Employers who purchase health insurance on behalf of most workers in California are loath to accept these numbers, said Peter Lee, president of the Pacific Business Group on Health.
"Patient safety is a real issue. And hospitals being accountable for the rising portion of health care dollars they take is also an issue," Lee said.
Part of a nationwide coalition of large employers known as the Leapfrog Group, Lee's organization has led statewide efforts to encourage hospitals to improve patient safety.
While intensive care specialists can reduce death rates in the ICU, they are in short supply. Nationwide, there are only 6,000 such specialists to serve as many as 8,000 critical care facilities.
In California, Sutter's technology outlay will more than double the number of hospitals that have access to intensive care specialists, Lee said.
Allen Feezor, health benefits administrator for the 1.2 million member California Public Employees' Retirement System, the largest health care purchaser in the state, called Sutter's technology outlay "a major step forward for California's health care market place" that will offer other hospitals a model to follow in improving patient care.
To be sure, Sutter isn't the only Sacramento-area system to use computers to reduce errors and improve care.

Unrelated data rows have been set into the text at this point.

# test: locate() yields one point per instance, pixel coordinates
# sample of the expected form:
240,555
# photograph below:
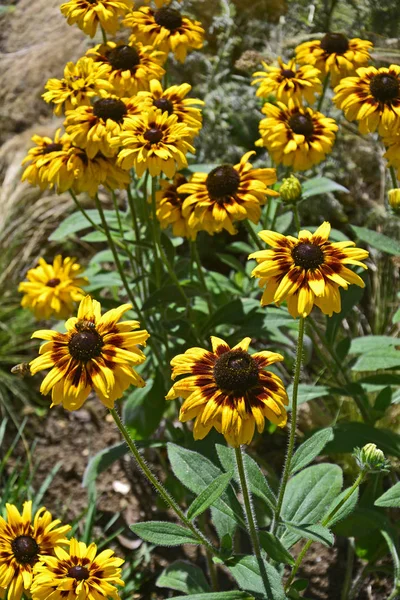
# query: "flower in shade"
80,574
130,67
228,389
288,81
227,194
372,98
22,539
173,101
335,54
154,141
63,166
167,29
306,270
81,82
52,289
88,14
296,137
96,352
169,207
93,127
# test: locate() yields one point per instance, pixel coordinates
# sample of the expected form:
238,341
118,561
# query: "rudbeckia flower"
228,389
288,82
306,270
130,67
296,137
80,574
22,540
372,98
227,194
167,29
96,352
335,54
52,289
88,14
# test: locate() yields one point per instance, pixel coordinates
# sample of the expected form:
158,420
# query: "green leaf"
209,495
246,571
275,549
162,533
320,185
391,498
316,532
144,408
308,496
346,436
183,577
257,483
101,461
310,449
377,240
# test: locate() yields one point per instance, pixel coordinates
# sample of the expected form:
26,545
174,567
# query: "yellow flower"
95,352
227,194
373,98
173,100
288,81
88,14
154,141
169,207
228,389
65,167
306,270
82,81
52,289
130,67
22,539
80,574
167,29
335,54
296,137
93,127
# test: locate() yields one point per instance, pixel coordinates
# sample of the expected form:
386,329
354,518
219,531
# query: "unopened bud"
290,190
371,459
394,199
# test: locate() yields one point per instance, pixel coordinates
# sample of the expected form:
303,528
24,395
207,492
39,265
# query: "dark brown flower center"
124,57
53,282
384,87
301,124
288,73
25,549
168,17
153,135
110,108
78,572
165,105
222,181
85,344
51,148
335,43
236,372
307,255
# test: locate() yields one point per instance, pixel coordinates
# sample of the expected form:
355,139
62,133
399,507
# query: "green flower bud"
371,459
290,190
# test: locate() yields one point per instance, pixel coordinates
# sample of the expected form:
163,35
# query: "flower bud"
290,190
394,199
371,459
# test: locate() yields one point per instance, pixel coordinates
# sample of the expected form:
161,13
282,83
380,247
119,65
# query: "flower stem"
293,424
250,517
165,495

Local Kaiser hospitals will soon use computerized drug records, eliminating mistakes caused by bad handwriting or sloppy transcription of physician orders. UC Davis Medical Center's telemedicine program has long used computers and audio-visual equipment to link specialists in Sacramento with patients as far afield as Redding, where critical-care physicians are in short supply.
Sutter, meanwhile, will hire as many as eight intensive care specialists locally to augment services already provided at Sutter Medical Center, Sacramento, Sutter Roseville Medical Center and Sutter Auburn Faith. Through the e-ICU, intensive care specialists will also start assisting with care at Sutter Davis and many rural facilities that have not had access to these specialists in the past.